People want a hearing. The essay contest gives you permission to speak your mind.
Judging, in turn, becomes something of an art form. TNQ judges work in close collaboration, labouring toward consensus to identify a winner, a runner-up and any other selections we feel should be published. These then make up our shortlist.
So, here are our criteria, in sum what the judges typically discuss:
Impact. Does the work excite you? Would you press the essay into someone else’s hands, recommend that others read it? Does it bear re-reading? A piece can be of passing interest; the question is, will it hold up over time?
Creativity. Does the work enrich/enlarge/unsettle your grasp of the subject? Is it a fresh take on a subject we have yet to cover? If a subject we’ve tackled before, why should we invest in this iteration?
Voice & style. Is the voice distinctive, compelling, a voice that’s overlooked or underrepresented? (See Marina Nemat’s introduction to Best Canadian Essays 2017.) Is this a work of superior literary (rather than journalistic or commercial) nonfiction?
Risk. Has the writer taken risks in letting the work go public? Would we stand behind that risk and if so, why? (See Jonathan Franzen’s editorial in Best American Essays 2016.) Is this a writer we want to sustain, champion, or mentor?
Resources. Is TNQ the right home for this piece? Why use TNQ’s valuable resources to support this writer? What signals are we sending if we do: that we’re striking out in a new direction, that this work challenges the canon? And so on.

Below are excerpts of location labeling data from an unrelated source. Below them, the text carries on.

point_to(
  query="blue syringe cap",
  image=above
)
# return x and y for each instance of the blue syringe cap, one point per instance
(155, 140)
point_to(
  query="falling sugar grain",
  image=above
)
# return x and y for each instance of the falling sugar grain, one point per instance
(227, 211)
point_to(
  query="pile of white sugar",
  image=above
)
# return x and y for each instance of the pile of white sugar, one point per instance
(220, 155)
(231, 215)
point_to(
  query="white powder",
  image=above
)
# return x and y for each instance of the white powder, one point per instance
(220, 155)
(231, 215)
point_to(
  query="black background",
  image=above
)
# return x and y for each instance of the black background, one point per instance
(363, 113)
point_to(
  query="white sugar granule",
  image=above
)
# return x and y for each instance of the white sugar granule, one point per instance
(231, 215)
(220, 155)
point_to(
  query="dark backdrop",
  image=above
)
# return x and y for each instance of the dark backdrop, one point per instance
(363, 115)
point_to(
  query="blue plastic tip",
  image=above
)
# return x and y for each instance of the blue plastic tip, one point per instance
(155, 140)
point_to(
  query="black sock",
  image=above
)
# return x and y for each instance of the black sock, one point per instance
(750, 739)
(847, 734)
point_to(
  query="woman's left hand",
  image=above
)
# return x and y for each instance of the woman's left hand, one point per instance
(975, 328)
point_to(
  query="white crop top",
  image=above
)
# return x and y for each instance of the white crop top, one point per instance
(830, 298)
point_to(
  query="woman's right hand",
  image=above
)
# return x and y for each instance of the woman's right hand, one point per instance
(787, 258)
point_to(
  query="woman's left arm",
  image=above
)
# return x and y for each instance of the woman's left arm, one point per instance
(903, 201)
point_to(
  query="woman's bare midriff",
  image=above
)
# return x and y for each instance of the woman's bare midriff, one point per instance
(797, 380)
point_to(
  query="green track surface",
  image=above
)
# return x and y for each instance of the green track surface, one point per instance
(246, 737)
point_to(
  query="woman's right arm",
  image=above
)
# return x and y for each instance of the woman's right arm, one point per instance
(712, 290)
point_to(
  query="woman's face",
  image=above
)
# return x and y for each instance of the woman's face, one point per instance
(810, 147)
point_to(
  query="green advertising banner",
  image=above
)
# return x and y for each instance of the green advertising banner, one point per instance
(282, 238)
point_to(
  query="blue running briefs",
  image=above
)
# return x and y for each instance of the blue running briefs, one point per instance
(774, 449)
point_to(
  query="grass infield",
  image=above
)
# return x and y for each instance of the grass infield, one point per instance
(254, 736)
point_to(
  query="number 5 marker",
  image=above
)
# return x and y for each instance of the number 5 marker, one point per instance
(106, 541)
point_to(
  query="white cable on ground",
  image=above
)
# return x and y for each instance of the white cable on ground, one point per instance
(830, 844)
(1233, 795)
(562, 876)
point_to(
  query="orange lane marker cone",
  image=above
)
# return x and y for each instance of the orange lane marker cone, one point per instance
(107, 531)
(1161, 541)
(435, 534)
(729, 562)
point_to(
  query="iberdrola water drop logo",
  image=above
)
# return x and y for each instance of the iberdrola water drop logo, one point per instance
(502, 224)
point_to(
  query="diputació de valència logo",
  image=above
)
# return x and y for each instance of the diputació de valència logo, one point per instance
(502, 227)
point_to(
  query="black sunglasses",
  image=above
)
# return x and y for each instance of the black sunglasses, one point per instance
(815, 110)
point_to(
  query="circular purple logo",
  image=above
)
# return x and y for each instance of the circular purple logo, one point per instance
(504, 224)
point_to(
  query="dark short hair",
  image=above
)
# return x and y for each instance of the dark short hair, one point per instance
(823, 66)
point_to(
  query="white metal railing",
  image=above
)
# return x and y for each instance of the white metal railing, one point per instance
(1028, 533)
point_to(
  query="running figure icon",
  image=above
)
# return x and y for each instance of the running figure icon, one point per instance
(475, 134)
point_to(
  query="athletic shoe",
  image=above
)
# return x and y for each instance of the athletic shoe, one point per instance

Year after year, we are seeing an increase in deeply empathetic works that reflect on the human need for real connection—with earth and animals, with one another, and with the ever-imperfect self. Thank you to all who took the time to send work our way. I cannot stress enough how invaluable these contributions are; as readers, editors, and judges, we are enriched by the incredible array of nonfiction that you take the time to send our way.